L’architecture oppressante d’abord : ici, le béton et les caméras de vidéosurveillance ont remplacé l’humain, les fenêtres sont les plus petites possibles, réduisant d’autant l’ouverture vers l’extérieur, tout est cloisonné pour limiter les contacts entre détenus et avec les surveillants, les salles et les cours de promenade sont exiguës pour éviter les rassemblements, les portes des cellules sont continuellement fermées et les déplacements étroitement surveillés et restreints.
L’isolement géographique, ensuite, qui réduit les liens avec l’extérieur : les proches des détenus sont souvent contraints d’effectuer plusieurs centaines de kilomètres pour une visite au parloir. Les intervenants extérieurs sont d’autant moins nombreux que la prison est loin de tout centre urbain. A la diminution des visites s’ajoute le manque cruel d’activités, de travail, de prise en charge médicale. Ici, pas de professeur et un psychiatre à quart-temps pour une soixantaine de détenus sous-tension.

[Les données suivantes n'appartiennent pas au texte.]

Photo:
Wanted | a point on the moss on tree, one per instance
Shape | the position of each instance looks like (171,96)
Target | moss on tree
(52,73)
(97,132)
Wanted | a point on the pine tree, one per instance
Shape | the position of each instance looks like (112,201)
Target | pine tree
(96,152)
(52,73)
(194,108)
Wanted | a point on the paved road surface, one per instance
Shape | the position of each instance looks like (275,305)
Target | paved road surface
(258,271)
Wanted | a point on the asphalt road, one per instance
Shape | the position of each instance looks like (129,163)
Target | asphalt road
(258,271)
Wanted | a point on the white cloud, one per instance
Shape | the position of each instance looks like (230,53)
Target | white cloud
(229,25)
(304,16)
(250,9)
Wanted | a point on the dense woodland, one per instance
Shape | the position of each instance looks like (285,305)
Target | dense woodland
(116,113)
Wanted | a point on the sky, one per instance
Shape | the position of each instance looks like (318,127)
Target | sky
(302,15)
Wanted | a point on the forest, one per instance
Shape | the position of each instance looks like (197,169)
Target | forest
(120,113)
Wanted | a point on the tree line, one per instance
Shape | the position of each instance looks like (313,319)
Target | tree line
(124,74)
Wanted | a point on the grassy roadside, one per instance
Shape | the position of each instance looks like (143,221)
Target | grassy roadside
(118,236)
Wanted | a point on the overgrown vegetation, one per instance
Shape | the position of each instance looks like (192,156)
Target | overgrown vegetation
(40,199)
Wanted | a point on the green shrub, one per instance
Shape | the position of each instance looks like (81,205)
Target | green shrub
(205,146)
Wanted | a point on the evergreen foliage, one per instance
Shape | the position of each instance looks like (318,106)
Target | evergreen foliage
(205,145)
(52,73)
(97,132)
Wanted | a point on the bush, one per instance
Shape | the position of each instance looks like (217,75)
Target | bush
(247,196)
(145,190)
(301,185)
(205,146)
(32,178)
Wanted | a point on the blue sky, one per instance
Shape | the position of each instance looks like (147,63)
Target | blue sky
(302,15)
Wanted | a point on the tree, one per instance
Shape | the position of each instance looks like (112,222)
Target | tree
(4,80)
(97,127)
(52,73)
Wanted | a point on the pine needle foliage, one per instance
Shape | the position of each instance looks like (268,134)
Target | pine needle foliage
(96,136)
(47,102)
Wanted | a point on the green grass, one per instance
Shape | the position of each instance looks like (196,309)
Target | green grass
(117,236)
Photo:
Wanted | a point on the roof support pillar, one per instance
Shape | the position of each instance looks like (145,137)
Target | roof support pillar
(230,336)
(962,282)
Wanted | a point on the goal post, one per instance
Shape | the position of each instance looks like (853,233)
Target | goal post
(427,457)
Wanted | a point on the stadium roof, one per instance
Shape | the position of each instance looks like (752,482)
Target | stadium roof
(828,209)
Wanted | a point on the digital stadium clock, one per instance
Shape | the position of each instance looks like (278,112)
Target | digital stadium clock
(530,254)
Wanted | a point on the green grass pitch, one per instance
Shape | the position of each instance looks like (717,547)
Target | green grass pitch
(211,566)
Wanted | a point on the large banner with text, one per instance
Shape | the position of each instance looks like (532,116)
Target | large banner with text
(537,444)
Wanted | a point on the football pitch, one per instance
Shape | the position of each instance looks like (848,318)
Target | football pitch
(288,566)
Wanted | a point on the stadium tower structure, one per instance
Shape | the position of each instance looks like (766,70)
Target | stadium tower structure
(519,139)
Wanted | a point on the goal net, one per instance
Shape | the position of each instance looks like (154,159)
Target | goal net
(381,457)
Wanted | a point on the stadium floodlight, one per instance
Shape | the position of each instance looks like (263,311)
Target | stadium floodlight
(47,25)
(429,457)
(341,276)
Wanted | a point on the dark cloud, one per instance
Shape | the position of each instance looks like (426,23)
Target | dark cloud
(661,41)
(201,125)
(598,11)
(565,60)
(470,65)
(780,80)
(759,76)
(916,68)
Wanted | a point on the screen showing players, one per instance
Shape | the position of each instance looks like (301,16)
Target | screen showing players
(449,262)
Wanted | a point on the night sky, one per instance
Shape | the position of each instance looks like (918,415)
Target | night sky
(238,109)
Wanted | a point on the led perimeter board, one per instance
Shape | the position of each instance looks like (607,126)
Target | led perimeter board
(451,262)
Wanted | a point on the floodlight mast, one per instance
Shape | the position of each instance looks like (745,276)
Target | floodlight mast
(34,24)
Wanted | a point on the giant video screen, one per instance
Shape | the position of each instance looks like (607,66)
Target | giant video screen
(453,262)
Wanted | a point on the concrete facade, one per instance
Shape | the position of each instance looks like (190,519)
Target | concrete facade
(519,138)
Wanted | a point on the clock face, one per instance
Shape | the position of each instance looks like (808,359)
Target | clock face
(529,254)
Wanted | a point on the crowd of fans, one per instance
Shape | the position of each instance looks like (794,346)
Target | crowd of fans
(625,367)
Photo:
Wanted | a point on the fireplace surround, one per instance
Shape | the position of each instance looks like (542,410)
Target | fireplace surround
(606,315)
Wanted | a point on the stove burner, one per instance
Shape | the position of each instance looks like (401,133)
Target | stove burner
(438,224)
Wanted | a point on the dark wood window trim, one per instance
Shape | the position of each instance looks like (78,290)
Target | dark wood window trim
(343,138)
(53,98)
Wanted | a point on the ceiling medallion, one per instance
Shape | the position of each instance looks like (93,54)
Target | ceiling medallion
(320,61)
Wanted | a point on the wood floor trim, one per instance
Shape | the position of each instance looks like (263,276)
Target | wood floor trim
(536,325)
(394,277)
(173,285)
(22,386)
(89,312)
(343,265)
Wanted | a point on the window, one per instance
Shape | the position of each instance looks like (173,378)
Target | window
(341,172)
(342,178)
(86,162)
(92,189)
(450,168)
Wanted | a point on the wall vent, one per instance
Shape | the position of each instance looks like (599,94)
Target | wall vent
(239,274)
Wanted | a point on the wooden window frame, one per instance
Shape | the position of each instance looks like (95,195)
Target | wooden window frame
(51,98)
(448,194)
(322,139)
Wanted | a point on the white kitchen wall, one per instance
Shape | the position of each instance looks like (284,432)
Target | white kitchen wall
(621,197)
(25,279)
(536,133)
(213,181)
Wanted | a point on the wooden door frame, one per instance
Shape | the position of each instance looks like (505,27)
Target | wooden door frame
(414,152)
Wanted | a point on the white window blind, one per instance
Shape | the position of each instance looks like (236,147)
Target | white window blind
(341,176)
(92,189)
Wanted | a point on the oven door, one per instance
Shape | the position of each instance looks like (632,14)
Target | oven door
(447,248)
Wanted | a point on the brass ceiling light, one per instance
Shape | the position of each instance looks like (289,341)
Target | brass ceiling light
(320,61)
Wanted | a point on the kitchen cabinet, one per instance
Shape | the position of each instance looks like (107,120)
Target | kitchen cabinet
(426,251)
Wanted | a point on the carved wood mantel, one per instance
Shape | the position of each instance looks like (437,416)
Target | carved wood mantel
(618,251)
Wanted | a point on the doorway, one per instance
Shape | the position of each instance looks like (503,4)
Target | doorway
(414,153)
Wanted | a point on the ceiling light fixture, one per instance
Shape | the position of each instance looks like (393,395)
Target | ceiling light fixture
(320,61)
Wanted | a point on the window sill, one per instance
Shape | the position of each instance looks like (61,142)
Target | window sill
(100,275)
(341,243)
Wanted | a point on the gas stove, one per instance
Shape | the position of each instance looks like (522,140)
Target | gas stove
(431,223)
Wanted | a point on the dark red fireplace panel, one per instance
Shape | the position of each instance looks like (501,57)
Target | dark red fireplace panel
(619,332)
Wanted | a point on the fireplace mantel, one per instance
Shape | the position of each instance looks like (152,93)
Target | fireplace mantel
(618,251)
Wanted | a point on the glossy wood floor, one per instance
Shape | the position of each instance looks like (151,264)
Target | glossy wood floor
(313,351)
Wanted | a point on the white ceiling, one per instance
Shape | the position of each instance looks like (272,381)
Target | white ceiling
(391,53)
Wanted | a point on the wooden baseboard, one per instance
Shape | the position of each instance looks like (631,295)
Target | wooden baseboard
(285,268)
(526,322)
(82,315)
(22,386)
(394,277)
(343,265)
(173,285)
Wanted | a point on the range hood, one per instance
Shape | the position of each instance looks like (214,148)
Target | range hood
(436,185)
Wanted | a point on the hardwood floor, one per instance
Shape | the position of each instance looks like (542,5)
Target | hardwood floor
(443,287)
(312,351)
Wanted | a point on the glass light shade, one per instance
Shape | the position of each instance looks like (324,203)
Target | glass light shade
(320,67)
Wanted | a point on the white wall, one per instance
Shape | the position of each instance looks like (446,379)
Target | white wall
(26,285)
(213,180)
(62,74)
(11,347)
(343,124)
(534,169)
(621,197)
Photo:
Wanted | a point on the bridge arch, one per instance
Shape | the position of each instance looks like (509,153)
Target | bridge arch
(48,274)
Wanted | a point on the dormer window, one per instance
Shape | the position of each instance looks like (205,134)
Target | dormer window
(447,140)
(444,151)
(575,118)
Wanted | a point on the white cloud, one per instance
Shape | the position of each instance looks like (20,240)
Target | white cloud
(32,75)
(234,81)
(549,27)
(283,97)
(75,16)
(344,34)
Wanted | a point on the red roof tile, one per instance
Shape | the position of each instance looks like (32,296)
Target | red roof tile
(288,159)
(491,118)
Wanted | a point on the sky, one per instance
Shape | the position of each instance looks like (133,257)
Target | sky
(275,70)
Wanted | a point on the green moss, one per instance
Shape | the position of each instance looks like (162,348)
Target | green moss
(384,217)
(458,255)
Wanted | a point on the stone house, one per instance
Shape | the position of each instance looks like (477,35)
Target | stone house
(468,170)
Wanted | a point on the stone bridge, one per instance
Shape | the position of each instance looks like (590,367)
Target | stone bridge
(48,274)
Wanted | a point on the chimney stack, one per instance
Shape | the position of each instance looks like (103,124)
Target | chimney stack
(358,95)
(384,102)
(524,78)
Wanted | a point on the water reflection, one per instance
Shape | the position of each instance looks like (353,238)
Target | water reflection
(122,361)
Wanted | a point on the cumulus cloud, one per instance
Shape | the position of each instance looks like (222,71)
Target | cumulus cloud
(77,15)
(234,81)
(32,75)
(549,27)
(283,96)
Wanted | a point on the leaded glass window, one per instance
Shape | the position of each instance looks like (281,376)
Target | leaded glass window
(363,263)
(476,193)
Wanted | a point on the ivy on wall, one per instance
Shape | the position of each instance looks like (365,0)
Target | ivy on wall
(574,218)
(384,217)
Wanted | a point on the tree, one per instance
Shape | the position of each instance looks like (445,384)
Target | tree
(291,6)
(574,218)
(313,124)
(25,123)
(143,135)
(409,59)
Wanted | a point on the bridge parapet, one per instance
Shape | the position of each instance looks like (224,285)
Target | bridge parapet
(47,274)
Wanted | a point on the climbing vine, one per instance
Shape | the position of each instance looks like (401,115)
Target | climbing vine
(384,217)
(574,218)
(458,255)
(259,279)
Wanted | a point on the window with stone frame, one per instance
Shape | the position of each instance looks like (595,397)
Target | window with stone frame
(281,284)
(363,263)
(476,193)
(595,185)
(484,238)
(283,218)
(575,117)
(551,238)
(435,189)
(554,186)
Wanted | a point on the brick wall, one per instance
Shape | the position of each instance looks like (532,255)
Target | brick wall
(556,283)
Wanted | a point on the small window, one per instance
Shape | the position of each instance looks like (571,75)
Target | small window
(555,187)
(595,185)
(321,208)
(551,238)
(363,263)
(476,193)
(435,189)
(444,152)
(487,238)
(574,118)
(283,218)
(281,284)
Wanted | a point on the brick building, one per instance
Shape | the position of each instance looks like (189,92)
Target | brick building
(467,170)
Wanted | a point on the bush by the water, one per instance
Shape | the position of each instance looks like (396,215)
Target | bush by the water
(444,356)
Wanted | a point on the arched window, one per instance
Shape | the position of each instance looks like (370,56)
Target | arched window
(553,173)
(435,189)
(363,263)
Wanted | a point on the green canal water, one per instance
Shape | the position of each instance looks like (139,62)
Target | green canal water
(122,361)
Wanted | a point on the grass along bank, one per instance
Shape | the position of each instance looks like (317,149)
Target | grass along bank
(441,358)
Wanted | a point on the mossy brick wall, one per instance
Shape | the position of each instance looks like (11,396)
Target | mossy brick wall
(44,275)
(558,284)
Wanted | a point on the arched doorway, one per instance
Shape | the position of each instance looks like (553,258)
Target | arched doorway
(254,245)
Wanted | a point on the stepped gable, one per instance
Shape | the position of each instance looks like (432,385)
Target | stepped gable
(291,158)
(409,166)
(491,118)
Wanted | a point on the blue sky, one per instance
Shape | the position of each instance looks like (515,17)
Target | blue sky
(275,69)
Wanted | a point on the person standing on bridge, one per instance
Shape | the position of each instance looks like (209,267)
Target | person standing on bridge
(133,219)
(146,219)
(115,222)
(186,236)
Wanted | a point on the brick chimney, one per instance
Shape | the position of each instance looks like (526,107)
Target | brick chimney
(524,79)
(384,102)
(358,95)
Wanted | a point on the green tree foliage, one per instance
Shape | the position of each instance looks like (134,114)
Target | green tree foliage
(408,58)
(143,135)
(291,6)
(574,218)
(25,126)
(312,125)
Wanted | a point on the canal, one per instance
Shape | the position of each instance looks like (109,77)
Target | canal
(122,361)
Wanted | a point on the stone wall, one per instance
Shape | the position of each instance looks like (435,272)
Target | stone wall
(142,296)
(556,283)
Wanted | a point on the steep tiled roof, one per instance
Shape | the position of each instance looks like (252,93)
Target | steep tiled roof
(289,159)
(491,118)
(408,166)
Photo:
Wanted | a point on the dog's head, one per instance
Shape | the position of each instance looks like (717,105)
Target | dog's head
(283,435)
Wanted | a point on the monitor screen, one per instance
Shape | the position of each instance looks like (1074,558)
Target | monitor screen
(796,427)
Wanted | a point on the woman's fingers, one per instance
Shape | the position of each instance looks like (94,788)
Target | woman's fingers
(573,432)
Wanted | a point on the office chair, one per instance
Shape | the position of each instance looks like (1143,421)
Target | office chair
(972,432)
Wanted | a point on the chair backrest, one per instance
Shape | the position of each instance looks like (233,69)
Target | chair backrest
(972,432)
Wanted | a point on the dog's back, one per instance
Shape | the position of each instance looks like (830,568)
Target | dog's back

Car cet établissement ultrasécurisé a été conçu pour accueillir des détenus condamnés à de longues peines, considérés comme dangereux, et dont les perspectives de sortie sont si lointaines qu’ils n’ont plus rien à perdre. Le 30 décembre, deux détenus du centre prenaient en otage un jeune surveillant pour obtenir leur transfert. Jugés en comparution immédiate, ils ont tous deux été condamnés à huit ans de détention supplémentaires, repoussant ainsi leurs dates de libération à 2032 et à 2039. Le prix à payer pour leur transfert est lourd. Mais quelle différence quand la perspective d’une vie en dehors de la prison ne s’ancre plus dans aucune réalité autre que virtuelle. Ces dernières années ont vu un durcissement croissant de la législation pour les personnes condamnées en matière criminelle : accumulation d’obstacles pour prétendre à une libération conditionnelle, mesures de sûreté, voire de rétention après la fin de peine. Cyrille Canetti, psychiatre retenu en otage en 2010 par un de ses patients, confiait ainsi à l’Observatoire international des prisons (OIP) : «Indépendamment de toute considération humaniste ou éthique, si l’on veut se protéger, on se trompe de méthode. L’absence de tout espoir et de perspective de sortie pousse un individu au pire de lui-même.»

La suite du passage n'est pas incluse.